Let's go through each inequality step by step:
1) |z - 6| + 8 > 5
Subtracting 8 from both sides, we get:
|z - 6| > -3
Now, since an absolute value is always non-negative, the expression inside the absolute value must be greater than -3.
Case 1: z - 6 > -3
Adding 6 to both sides, we have:
z > 3
Case 2: -(z - 6) > -3
Multiplying through by -1 (which flips the inequality sign), we get:
z - 6 < 3
Adding 6 to both sides, we have:
z < 9
Therefore, the solution for this inequality is z > 3 or z < 9. Since these two conditions cannot be simultaneously true, there is no solution for this inequality.
2) 2|x - 3| ≤ 4
Dividing both sides by 2, we have:
|x - 3| ≤ 2
Now, we need to consider the two cases.
Case 1: x - 3 ≥ 0 (when the expression inside the absolute value is positive)
In this case, we have:
x - 3 ≤ 2
Adding 3 to both sides, we get:
x ≤ 5
Case 2: x - 3 < 0 (when the expression inside the absolute value is negative)
In this case, we need to use the fact that multiplying an inequality by -1 flips the sign.

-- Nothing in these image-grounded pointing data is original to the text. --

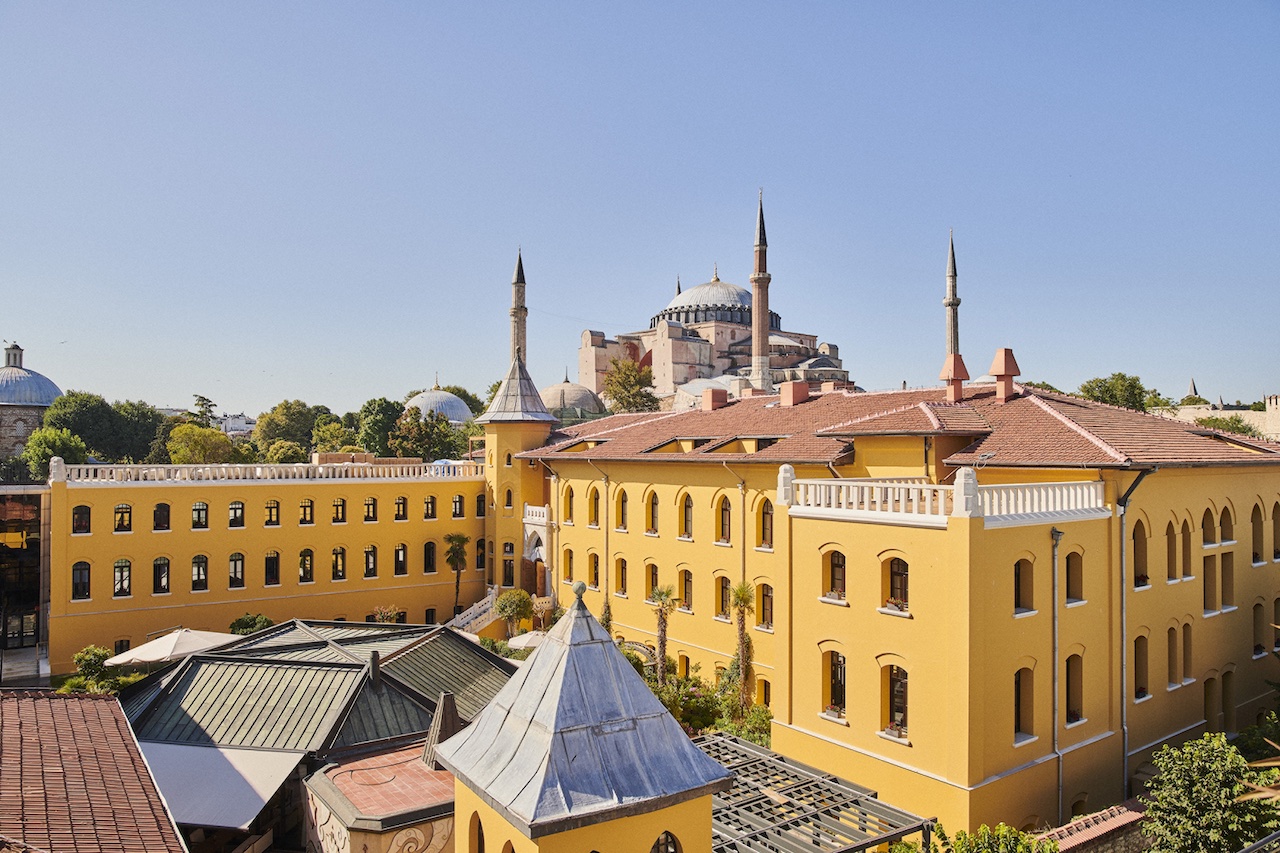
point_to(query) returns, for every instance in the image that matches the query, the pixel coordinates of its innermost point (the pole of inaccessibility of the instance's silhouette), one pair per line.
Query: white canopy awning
(216, 787)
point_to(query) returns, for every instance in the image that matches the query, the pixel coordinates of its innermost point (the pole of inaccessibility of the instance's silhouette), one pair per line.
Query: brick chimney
(1004, 368)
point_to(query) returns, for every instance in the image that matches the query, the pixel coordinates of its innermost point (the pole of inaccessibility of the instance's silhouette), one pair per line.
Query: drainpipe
(1123, 506)
(1057, 538)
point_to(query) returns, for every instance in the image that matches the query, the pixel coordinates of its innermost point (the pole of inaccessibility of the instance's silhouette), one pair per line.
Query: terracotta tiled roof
(72, 778)
(1034, 428)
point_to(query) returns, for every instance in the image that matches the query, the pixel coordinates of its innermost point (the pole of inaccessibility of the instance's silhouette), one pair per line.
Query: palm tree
(456, 555)
(664, 602)
(741, 601)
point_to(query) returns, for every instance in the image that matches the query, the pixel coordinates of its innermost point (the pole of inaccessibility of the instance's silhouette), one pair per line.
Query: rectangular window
(160, 575)
(80, 582)
(123, 580)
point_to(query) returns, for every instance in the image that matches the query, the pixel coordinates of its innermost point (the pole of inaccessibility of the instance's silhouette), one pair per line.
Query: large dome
(22, 387)
(443, 404)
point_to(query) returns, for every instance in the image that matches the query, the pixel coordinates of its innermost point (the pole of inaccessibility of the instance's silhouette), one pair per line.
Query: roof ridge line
(1111, 451)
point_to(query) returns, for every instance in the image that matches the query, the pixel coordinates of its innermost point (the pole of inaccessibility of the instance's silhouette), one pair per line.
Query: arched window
(160, 575)
(895, 702)
(767, 524)
(199, 573)
(1139, 667)
(1024, 587)
(122, 579)
(80, 582)
(764, 609)
(1074, 576)
(835, 575)
(1074, 688)
(1139, 555)
(1024, 705)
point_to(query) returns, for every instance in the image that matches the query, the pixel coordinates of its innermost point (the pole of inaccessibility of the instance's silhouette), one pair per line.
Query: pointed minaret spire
(519, 313)
(952, 302)
(762, 377)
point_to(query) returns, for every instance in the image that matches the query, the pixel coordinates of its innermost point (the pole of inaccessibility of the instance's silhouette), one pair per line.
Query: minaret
(517, 310)
(952, 302)
(954, 372)
(762, 377)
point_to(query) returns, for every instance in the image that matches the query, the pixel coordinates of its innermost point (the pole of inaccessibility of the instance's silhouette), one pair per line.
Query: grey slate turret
(576, 738)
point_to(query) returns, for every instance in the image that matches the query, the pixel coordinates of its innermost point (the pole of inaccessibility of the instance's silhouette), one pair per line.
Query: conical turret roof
(577, 738)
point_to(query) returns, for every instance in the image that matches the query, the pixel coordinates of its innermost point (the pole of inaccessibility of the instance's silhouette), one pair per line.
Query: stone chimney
(1004, 368)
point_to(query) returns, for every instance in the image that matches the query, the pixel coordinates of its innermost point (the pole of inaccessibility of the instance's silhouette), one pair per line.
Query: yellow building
(137, 550)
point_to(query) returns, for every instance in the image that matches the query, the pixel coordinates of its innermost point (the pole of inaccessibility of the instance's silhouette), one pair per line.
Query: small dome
(713, 293)
(570, 395)
(443, 404)
(22, 387)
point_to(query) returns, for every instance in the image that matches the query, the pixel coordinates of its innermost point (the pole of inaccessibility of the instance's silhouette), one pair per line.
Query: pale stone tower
(760, 374)
(517, 310)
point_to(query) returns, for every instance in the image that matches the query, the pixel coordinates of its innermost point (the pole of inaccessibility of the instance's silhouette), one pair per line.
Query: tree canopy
(629, 387)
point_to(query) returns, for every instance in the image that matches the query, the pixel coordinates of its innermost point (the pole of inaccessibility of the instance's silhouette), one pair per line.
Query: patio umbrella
(526, 641)
(172, 647)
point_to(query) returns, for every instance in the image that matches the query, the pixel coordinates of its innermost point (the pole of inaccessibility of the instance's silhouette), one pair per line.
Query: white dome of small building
(442, 402)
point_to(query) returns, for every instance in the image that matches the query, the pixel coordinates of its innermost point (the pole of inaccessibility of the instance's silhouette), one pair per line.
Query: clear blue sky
(259, 201)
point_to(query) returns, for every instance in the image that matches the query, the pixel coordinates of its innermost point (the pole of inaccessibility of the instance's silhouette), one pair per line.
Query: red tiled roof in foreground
(73, 780)
(1091, 828)
(1033, 429)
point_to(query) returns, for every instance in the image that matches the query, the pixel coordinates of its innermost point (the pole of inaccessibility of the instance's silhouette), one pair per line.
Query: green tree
(1194, 804)
(46, 443)
(376, 422)
(289, 420)
(283, 452)
(429, 437)
(741, 601)
(513, 606)
(472, 402)
(456, 555)
(1229, 424)
(250, 624)
(663, 605)
(332, 437)
(91, 418)
(629, 387)
(192, 445)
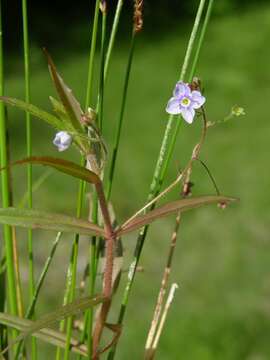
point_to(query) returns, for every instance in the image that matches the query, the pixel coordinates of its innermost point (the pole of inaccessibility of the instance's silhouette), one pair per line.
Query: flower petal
(188, 114)
(197, 99)
(173, 106)
(181, 89)
(62, 140)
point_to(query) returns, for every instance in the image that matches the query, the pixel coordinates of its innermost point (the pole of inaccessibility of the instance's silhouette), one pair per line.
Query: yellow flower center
(185, 101)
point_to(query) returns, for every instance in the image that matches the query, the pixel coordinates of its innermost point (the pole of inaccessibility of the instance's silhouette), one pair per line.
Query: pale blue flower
(62, 140)
(185, 102)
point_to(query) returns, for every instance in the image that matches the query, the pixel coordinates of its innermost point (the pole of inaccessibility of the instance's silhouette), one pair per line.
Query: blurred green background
(221, 310)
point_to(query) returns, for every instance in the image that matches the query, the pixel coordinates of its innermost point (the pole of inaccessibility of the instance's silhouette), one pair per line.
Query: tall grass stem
(28, 153)
(112, 37)
(11, 279)
(161, 168)
(121, 117)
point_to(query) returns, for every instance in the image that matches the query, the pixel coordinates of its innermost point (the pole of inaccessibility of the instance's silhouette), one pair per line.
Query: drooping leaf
(170, 208)
(35, 111)
(71, 105)
(65, 166)
(50, 336)
(74, 308)
(31, 218)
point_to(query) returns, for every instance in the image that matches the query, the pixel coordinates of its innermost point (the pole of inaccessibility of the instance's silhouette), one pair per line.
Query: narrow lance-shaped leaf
(34, 219)
(64, 166)
(50, 336)
(35, 111)
(63, 312)
(69, 102)
(170, 208)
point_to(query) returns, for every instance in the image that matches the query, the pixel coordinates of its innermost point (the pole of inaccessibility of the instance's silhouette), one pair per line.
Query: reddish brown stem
(107, 283)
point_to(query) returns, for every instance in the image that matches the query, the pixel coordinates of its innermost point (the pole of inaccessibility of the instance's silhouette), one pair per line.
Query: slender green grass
(92, 57)
(121, 117)
(28, 153)
(102, 62)
(165, 154)
(93, 256)
(31, 307)
(11, 282)
(112, 37)
(71, 278)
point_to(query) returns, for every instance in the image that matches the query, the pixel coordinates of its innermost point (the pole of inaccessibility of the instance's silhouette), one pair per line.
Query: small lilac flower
(185, 102)
(62, 140)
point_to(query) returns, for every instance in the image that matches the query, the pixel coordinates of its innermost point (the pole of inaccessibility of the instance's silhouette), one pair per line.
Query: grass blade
(50, 336)
(74, 308)
(170, 208)
(64, 166)
(68, 100)
(34, 111)
(34, 219)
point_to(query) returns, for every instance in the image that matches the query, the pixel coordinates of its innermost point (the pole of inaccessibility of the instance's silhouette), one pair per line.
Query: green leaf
(71, 105)
(65, 166)
(50, 336)
(35, 111)
(170, 208)
(31, 218)
(65, 311)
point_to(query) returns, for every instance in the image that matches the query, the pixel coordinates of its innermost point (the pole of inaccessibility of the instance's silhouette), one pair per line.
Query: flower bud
(62, 140)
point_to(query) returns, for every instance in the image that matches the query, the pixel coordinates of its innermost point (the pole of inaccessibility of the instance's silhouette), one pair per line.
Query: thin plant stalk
(92, 57)
(162, 163)
(17, 273)
(163, 288)
(39, 284)
(102, 61)
(201, 39)
(150, 355)
(88, 321)
(28, 153)
(112, 37)
(121, 117)
(11, 279)
(71, 277)
(42, 276)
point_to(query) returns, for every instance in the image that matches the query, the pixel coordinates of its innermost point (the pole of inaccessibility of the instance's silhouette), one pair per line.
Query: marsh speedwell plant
(83, 320)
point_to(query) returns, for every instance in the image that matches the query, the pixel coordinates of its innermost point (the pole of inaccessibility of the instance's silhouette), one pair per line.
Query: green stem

So we have:
- (x - 3) ≤ 2
Expanding and simplifying, we get:
- x + 3 ≤ 2
Subtracting 3 from both sides, we have:
- x ≤ -1
Dividing through by -1 (which also flips the sign), we get:
x ≥ 1
Combining the solutions from both cases, we have:
1 ≤ x ≤ 5
Therefore, the solution for this inequality is 1 ≤ x ≤ 5.